The state won’t participate in the mediation known as hooponopono, said Josh Wisch, spokesman for the state attorney general’s office, in a statement Wednesday.
Proceeding with hooponopono is no longer a “constructive option,” he said.
Hooponopono is traditionally used within families to work out differences, using prayer and discussion.
Three defendants asked for the practice as an alternative to a trial. It seemed likely to happen after Hawaii County Prosecutor Mitch Roth supported the idea.
Roth had said it would only be used for about 20 people charged with obstruction in April. There have been subsequent arrests in the battle to build the telescope on Mauna Kea, a mountain many Native Hawaiians consider sacred.
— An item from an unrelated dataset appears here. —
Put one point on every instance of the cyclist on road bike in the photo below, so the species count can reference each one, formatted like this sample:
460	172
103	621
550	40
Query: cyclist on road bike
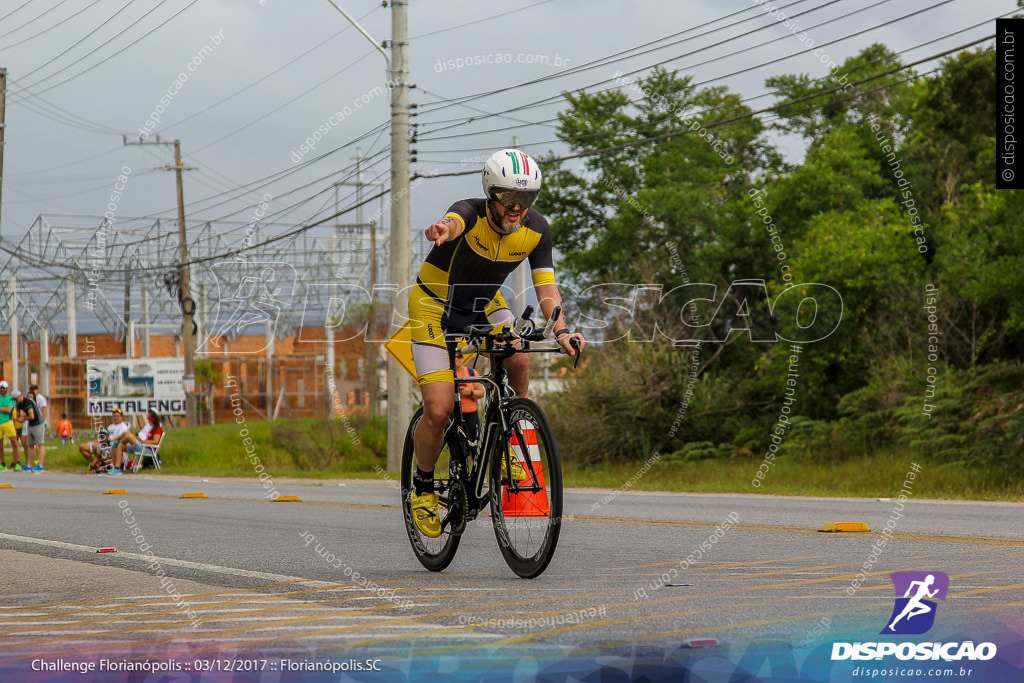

“Hooponopono was first raised several months ago, when the legal landscape was different,” Wisch’s statement said. “There are now are cases related to Mauna Kea pending in multiple courts in multiple jurisdictions, enforcement actions have been taken and challenged, and additional individuals and groups with no connection to the defendants who first requested hooponopono have asked to engage in a dialogue regarding stewardship of the mountain.”
Roth couldn’t immediately be reached for comment on the state’s decision.
A total of 31 people were arrested in April when protesters blocked workers from accessing the construction site near Mauna Kea’s summit for the planned $1.4 billion Thirty Meter Telescope. Roth’s office later moved to dismiss trespassing charges for 10 defendants.
Roth said hooponopono was being considered only for the remaining 21 people charged with obstructing. A few of them told prosecutors they preferred to proceed with a trial, he said. It wasn’t being considered for 12 people who are charged in a second round of arrests.
After that, 15 people were arrested for violating an emergency rule created to stop protesters from camping on the mountain.
Construction remains stalled amid the protests.
Hooponopono has been used in other court matters.
In 2006, a federal judge in Honolulu let Hawaiian groups and the state’s largest museum use hooponopono in a dispute over a cache of priceless artifacts. It has been used in family court cases such as custody disputes, said Malcolm Naea Chun, a Native Hawaiian culture scholar.